A typical consultation in a modern clinic is a race against the clock. While a patient's digital footprint—comprising years of lab results, imaging reports, and prescription histories—is vast, the window for a physician to review it is narrow. In the current clinical workflow, doctors typically engage with less than 3% of the available patient data. The remaining 97% exists as digital noise, a graveyard of information where the subtle, early warning signs of chronic illness often hide in plain sight. This systemic blind spot results in a critical failure of timing, with more than 31% of chronic diseases diagnosed only after the window for effective prevention has slammed shut.
The $3.5 Million Bet on Foundation Models for Health
To bridge this gap, Munich-based startup dehaze is developing a specialized data analysis software designed specifically for the early detection of chronic conditions. The company recently closed a $3.5 million seed funding round, approximately 3.2 million euros, to accelerate this mission. The round was led by YZR Capital and DN Capital, with additional participation from Angel Invest, ZOHO, and Better Ventures. These funds are earmarked for a strategic expansion of the company's engineering and research teams, as well as the rapid iteration of its core product.
At the heart of the dehaze technical roadmap is the creation of a foundation AI model tailored for chronic disease detection. Unlike general-purpose models, this system is engineered to perform an exhaustive audit of a patient's historical records.

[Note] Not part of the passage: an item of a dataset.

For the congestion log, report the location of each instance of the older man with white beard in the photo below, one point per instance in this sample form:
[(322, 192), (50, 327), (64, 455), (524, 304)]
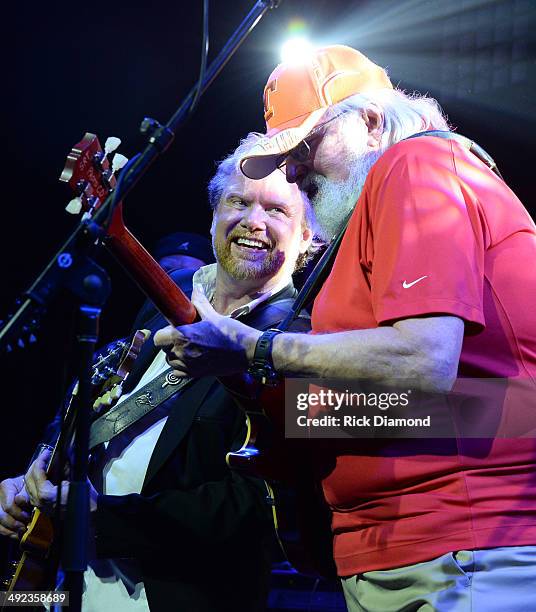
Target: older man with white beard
[(429, 284)]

By analyzing longitudinal patterns across disparate data points, the software seeks to identify the precise moment a patient's health trajectory shifts toward a chronic condition, triggering an alert before the disease reaches a critical or irreversible stage.
Moving Beyond the Black Box to Actionable Evidence
The fundamental tension in medical AI has long been the conflict between predictive power and transparency. Early iterations of healthcare AI functioned largely as black boxes, flagging anomalies without explaining the underlying cause. For a clinician, a notification that a patient is at risk is useless if it is not accompanied by the evidence required to justify a change in treatment or a new diagnostic test. dehaze is pivoting away from this opaque model, focusing instead on providing concrete evidence and detailed reasoning for every alert it generates.

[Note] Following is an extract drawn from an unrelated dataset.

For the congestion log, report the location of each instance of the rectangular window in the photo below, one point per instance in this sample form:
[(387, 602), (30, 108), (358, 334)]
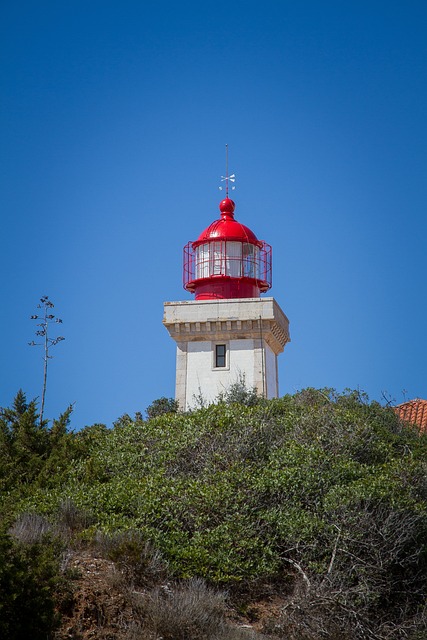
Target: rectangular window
[(220, 355)]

This shift transforms the AI from a simple alarm system into a decision-support tool that clinicians and insurers can trust. By providing the specific data points that triggered the warning, dehaze allows providers to move immediately from detection to intervention. Gülsah Wilke of DN Capital characterizes the platform not as another layer of Large Language Model (LLM) hype, but as a rigorous scientific analysis layer. The goal is to provide a level of mathematical and clinical precision that LLMs, which are prone to hallucination and lack structural medical reasoning, cannot offer.
The Economic Pivot Toward Preventive Infrastructure
While the technical utility of the platform is clear, the strategic brilliance of dehaze lies in its target customer. Rather than selling exclusively to hospitals, the company is positioning its platform for insurance companies and broader healthcare systems. This is a calculated move based on the staggering economics of global health. Chronic diseases currently drive more than $8 trillion in annual healthcare expenditures and are responsible for 70% of all deaths worldwide.
By integrating this AI layer, insurance providers can shift their financial model from reactive reimbursement to proactive prevention. dehaze claims that its platform can reduce annual healthcare spending by up to 10% by catching diseases in their infancy, where treatment is cheaper and outcomes are significantly better. The long-term vision extends beyond mere detection; the company plans to automate the entire pipeline from data analysis to the recommendation of optimal treatment paths, ensuring that the transition from a detected risk to a clinical intervention is seamless.
True innovation in health tech is not about adding more complexity to the clinic, but about recovering the signals that the current system is too overwhelmed to see.